Slashdot Mirror

← Back to Stories (view on slashdot.org)

Antivirus Software Is 'Increasingly Useless' and May Make Your Computer Less Safe (www.cbc.ca)

Posted by msmash on from the security-woes dept.

Emily Chung, writing for CBC: Is your antivirus protecting your computer or making it more hackable? Internet security experts are warning that anti-malware technology is becoming less and less effective at protecting your data and devices, and there's evidence that security software can sometimes even make your computer more vulnerable to security breaches. This week, the U.S. Department of Homeland Security's Computer Emergency Readiness Team (CERT) issued a warning about popular antivirus software made by Symantec, some of it under the Norton brand, after security researchers with Google's Project Zero found critical vulnerabilities. "These vulnerabilities are as bad as it gets. They don't require any user interaction, they affect the default configuration, and the software runs at the highest privilege levels possible," wrote Google researcher Tavis Ormandy in a blog post. Symantec said it had verified and addressed the issues in updates that users are advised to install. It's not the only instance of security software potentially making your computer less safe. Concordia University professor Mohammad Mannan and his PhD student Xavier de Carne de Carnavalet recently presented research on antivirus and parental control software packages, including popular brands like AVG, Kaspersky and BitDefender, that bypass some security features built into internet browsers to verify whether sites are safe or not in order to be able to scan encrypted connections for potential threats.

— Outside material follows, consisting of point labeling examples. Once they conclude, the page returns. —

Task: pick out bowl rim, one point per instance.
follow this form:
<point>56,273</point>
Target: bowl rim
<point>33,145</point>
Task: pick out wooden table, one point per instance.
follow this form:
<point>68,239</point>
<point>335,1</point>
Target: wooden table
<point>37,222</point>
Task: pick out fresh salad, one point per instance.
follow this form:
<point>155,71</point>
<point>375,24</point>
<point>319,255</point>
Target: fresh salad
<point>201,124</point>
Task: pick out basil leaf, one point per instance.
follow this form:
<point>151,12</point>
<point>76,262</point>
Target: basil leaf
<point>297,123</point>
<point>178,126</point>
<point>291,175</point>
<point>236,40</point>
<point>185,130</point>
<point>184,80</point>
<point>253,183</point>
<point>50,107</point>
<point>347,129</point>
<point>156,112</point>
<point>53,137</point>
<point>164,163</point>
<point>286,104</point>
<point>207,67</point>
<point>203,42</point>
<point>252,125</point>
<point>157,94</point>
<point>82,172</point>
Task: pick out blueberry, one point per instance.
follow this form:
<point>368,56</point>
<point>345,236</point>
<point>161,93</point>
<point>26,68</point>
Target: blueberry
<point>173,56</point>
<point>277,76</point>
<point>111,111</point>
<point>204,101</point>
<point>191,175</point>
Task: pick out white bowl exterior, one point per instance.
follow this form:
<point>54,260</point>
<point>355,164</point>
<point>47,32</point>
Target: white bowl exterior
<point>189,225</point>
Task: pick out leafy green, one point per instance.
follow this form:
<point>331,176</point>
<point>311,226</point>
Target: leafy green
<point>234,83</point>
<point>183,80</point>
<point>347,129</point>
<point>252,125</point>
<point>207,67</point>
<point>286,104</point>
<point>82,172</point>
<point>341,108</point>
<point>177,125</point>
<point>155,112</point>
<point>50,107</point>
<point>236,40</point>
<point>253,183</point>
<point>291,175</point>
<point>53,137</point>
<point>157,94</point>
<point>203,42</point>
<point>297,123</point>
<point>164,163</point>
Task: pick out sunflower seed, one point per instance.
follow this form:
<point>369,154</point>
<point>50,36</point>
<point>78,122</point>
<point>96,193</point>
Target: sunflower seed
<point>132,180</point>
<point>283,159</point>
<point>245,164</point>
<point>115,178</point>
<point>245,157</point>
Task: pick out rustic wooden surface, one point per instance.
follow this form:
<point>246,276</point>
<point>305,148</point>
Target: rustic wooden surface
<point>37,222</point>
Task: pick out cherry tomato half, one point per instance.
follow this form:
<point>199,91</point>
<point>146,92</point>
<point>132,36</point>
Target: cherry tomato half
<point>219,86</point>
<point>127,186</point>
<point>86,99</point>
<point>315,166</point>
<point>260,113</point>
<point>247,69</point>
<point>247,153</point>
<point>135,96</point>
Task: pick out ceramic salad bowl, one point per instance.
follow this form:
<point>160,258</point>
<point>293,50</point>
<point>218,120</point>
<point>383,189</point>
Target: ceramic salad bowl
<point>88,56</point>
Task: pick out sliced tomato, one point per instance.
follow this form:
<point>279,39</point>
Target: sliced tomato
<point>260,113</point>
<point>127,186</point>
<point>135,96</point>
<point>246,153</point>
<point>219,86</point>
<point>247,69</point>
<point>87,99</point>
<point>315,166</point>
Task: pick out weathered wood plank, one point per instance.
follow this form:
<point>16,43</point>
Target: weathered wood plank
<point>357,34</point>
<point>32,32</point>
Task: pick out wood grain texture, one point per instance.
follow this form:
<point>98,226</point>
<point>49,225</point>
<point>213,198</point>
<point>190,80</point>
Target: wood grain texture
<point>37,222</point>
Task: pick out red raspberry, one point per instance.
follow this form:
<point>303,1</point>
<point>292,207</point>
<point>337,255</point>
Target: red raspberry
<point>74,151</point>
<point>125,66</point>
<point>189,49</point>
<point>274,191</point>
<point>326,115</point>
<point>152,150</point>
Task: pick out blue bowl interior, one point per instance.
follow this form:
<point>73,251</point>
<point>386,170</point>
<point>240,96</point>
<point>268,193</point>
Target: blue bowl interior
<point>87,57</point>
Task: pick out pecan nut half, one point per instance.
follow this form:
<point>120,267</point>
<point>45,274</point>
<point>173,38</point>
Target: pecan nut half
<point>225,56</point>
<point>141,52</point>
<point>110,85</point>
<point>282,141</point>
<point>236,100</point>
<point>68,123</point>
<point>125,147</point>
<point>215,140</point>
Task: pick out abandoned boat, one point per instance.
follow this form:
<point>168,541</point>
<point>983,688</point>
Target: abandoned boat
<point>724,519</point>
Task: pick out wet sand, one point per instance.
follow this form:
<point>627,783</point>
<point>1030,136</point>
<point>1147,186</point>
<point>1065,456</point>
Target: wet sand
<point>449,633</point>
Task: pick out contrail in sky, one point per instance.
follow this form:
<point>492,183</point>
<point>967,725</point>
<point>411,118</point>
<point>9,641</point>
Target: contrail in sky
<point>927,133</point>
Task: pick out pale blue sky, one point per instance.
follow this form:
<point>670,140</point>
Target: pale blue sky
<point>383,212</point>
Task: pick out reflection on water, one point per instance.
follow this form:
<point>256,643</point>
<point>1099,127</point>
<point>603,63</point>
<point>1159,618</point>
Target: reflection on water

In theory, they should make up for it with their own content verification systems. But Mannan's research, presented at the Network and Distributed System Security Symposium in California earlier this year, found they didn't do a very good job. "We were surprised at how bad they were," he said in an interview. "Some of them, they did not even make it secure in any sense."

4 of 212 comments (clear)

  1. What the fuck by Anonymous Coward · · Score: 0, Insightful

    Slashdot editors are INCREASINGLY useless

    1. Re:What the fuck by Captain+Splendid · · Score: 1, Insightful

      It's not possible to be increasingly useless.

      Clearly someone wasn't around to witness eight years of George W Bush.

      --
      Linux, you magnificent bastard, I read the fucking manual!
  2. Clicking on attachments by martyros · · Score: 3, Insightful

    After a recent debacle where Symantec apparently didn't get the proof-of-concept exploit sent to them by a security researcher because the mail filter automatically opened the document and crashed, I friend of mine joked that antivirus software was actually a tool to "automatically click on attachments for you".

    --

    TCP: Why the Internet is full of SYN.

  3. Adblock by Anonymous Coward · · Score: 5, Insightful

    I think installing an adblocker in your webbrowser is probably the best antivirus available today.